# Help Please?Clutch problems



## SHARTEL (Feb 11, 2009)

Hi Folks,

Does anyone have advise for this oldtimer concerning a stuck clutch on a little Kubota L2201?

Shoot, I’ve tried everything I know of to get her loose and the strange thing is the tractor worked perfectly just a few weeks ago. 

Thanks for any help.

SHARTEL


----------



## SHARTEL (Feb 11, 2009)

Nod, nod….nod, snore, buzzzzzzzzzzz….

Holy Moly! - 

A new record for the most uninteresting, boring and least likey to find help member. Was it something I said, or didn’t??


----------



## al b (Feb 6, 2009)

When you step on the pedal the pressure plate comes back but the disk is stuck to the flywheel? That is what I think is happening.It is stated in my manual Always block the pedal down with a wood block if left for an extended time. Do you have an inspection hole? Maybe you canfind a way to pry it loose. I've read before where someone would tow it around with another tractor and have success. Another guy drove it into a wall and that borke it loose. I don't know if I would do it. Let us know what you find and have tried?


----------



## SHARTEL (Feb 11, 2009)

Thank You for responding Al,

To date, I have tried the following:
- Drove the tractor in Hi gear alternating between stepping hard on the clutch peddle and the steering brakes. Then the same in Low gear and reverse.
- Allowed the tractor to warm up for nearly and hour, hooked a chain to the draw bar and pulled (in hi & lo gear) agains a large tree. No luck.
- Did the same as above but strapped the front axle and tried this in reverse….and then used the differential lock. No luck
- Attached a 4’ brush hog, engaged the PTO and drove (the already warmed up) tractor for two hours on the rear acreage of my property. Again, alternating with the clutch depressed and steering brakes. I was absolutely sure this would work!! It didn’t.

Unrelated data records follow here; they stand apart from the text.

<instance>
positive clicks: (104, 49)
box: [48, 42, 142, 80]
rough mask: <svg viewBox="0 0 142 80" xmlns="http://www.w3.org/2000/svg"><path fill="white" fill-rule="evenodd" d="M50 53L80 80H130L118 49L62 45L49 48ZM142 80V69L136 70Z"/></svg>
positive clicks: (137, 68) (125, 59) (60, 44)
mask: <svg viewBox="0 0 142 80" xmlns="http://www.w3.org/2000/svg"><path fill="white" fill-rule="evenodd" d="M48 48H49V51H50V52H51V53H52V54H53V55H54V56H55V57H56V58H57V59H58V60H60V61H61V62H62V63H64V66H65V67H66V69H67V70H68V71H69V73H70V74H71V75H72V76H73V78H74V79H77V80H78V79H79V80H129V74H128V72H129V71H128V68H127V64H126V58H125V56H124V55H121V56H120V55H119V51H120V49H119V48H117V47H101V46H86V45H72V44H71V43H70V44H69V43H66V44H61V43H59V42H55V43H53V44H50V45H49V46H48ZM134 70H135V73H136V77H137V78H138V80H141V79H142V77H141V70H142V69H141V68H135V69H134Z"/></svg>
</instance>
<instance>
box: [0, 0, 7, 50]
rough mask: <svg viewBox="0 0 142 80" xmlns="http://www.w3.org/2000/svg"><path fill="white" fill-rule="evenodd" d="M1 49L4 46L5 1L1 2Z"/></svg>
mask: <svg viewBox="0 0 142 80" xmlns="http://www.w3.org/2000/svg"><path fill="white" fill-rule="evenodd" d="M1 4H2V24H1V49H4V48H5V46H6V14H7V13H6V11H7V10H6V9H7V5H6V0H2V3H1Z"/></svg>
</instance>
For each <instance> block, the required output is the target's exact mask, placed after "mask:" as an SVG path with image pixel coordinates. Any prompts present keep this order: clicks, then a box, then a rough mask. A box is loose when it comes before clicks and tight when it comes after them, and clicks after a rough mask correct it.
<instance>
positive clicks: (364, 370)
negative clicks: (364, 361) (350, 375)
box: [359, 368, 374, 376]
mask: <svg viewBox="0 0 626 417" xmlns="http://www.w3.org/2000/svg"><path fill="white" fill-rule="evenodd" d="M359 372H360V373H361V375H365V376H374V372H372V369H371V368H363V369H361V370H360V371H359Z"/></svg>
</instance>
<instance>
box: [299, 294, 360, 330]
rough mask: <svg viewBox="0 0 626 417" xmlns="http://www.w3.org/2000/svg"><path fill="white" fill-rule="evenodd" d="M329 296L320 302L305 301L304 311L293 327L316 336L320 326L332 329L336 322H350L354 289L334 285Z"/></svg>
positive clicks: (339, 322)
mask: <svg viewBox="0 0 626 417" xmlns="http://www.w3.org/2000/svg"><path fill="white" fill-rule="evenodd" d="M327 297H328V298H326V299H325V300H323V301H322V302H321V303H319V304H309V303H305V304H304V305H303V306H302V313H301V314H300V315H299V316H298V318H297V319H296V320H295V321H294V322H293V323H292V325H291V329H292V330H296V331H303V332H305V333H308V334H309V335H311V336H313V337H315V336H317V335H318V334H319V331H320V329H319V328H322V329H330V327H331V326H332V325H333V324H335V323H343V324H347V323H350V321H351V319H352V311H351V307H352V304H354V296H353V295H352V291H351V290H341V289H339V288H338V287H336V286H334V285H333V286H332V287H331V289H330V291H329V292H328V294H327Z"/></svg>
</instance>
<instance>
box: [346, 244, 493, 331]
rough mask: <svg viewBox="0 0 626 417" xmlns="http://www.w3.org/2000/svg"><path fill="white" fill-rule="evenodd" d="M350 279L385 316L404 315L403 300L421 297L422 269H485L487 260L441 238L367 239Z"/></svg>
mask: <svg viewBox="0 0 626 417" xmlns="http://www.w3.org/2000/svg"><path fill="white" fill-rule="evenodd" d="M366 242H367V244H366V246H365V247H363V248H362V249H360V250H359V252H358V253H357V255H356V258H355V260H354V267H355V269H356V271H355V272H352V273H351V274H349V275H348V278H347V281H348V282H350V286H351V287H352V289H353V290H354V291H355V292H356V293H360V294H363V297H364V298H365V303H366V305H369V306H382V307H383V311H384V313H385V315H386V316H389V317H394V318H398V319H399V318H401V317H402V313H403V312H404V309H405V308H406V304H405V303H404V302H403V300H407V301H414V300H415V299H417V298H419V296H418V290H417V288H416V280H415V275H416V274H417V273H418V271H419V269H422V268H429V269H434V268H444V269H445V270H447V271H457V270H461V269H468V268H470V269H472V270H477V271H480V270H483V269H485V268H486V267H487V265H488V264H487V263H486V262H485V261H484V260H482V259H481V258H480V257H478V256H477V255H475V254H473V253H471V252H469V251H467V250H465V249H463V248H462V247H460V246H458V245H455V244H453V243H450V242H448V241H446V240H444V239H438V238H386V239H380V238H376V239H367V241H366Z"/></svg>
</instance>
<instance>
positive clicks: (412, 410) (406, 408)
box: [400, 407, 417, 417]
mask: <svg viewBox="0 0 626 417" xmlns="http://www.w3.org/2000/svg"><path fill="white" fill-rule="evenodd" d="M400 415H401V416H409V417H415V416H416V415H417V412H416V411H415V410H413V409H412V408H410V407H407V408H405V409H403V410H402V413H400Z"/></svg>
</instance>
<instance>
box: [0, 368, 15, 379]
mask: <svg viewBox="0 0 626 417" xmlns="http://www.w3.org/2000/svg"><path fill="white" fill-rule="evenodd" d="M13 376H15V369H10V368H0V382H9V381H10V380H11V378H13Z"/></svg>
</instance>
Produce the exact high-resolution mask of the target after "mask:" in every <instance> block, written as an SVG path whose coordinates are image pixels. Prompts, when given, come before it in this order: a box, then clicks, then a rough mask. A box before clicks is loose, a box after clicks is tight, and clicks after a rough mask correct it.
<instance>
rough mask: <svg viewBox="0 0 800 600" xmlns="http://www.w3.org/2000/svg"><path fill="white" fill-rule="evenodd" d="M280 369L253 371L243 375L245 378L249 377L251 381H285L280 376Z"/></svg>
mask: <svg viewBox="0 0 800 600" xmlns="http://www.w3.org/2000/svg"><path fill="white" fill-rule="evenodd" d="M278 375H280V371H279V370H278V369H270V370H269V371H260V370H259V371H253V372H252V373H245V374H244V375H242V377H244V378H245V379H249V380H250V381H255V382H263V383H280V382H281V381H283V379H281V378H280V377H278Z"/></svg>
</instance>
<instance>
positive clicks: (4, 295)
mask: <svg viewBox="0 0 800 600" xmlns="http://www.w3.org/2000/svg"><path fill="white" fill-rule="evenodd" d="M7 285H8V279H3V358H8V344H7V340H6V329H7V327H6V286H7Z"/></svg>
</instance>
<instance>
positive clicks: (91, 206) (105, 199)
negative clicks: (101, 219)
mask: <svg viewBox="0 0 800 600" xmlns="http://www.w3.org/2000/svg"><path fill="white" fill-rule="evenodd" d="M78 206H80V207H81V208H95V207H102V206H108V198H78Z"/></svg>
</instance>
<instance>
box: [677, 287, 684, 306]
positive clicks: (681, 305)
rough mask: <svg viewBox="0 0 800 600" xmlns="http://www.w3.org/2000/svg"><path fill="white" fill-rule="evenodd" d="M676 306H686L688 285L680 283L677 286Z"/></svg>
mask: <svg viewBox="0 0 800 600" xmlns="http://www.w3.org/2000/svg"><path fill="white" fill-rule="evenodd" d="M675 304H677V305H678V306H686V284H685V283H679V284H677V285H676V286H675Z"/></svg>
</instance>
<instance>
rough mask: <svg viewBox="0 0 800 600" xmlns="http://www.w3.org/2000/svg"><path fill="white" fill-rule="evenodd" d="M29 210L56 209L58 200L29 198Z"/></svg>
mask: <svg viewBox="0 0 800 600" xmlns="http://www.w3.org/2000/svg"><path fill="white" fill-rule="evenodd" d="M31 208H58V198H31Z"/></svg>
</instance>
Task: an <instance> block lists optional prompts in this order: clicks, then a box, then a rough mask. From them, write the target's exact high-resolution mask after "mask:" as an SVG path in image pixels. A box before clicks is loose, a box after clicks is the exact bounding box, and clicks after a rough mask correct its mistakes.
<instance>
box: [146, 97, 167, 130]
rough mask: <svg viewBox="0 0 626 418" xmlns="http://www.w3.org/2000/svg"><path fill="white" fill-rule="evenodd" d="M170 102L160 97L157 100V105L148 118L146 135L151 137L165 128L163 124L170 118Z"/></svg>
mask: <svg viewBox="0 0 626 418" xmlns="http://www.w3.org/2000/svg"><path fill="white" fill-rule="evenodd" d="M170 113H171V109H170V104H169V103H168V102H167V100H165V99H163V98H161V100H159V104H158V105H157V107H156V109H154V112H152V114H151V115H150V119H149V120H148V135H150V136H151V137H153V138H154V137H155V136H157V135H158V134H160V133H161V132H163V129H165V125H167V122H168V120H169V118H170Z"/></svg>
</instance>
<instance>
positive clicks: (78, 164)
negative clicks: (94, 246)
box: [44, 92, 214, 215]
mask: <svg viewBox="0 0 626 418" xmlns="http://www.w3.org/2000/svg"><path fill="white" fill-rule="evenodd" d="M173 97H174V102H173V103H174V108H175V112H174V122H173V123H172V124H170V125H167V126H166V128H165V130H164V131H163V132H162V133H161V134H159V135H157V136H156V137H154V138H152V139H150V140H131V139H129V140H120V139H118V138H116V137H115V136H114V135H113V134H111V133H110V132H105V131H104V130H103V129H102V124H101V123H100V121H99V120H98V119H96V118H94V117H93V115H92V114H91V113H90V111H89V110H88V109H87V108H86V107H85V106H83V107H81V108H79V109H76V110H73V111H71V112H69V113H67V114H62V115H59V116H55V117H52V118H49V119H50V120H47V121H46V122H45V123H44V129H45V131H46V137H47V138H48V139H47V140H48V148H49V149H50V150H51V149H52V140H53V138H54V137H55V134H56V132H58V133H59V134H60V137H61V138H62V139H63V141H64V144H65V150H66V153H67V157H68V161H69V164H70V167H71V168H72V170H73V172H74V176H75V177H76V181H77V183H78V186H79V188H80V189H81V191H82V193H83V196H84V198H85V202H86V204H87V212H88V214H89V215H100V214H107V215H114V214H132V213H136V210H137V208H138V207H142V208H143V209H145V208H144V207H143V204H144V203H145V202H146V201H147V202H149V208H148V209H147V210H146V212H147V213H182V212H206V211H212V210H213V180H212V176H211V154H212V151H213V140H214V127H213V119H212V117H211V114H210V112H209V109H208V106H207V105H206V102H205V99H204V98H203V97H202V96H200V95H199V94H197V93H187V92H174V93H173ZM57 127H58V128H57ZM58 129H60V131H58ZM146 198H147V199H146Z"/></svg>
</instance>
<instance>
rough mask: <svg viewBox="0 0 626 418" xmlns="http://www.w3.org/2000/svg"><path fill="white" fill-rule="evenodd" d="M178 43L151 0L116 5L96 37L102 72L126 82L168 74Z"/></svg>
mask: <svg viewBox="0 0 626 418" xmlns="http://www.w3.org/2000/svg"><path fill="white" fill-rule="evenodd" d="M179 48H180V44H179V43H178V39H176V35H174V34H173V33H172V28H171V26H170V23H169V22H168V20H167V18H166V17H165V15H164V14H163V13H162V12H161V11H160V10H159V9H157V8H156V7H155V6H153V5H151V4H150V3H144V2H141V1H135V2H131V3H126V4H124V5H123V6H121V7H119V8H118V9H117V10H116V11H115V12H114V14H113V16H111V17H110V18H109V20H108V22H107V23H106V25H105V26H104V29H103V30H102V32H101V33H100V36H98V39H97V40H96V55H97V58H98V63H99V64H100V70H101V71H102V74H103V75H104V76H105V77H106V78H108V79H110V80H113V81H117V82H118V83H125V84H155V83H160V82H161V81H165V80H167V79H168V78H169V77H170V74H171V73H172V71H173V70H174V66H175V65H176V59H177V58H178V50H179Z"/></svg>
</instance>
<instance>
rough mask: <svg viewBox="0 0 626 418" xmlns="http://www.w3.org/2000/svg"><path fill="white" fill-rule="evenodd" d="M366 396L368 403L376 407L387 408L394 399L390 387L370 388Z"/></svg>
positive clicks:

Looks like I’ll be splitting the tractor as it really doesn’t have/allow access. It appears the flywheel is recessed, the disk hardly even visible and is sandwitch’d between the pressure plate and flywheel. 

I have always had success freeing up stuck clutches, but this one is demanding I do the split. That’s OK, I’ve done many before, and this probably wont be my last…

Again, thaks for the advise! 

SHARTEL


----------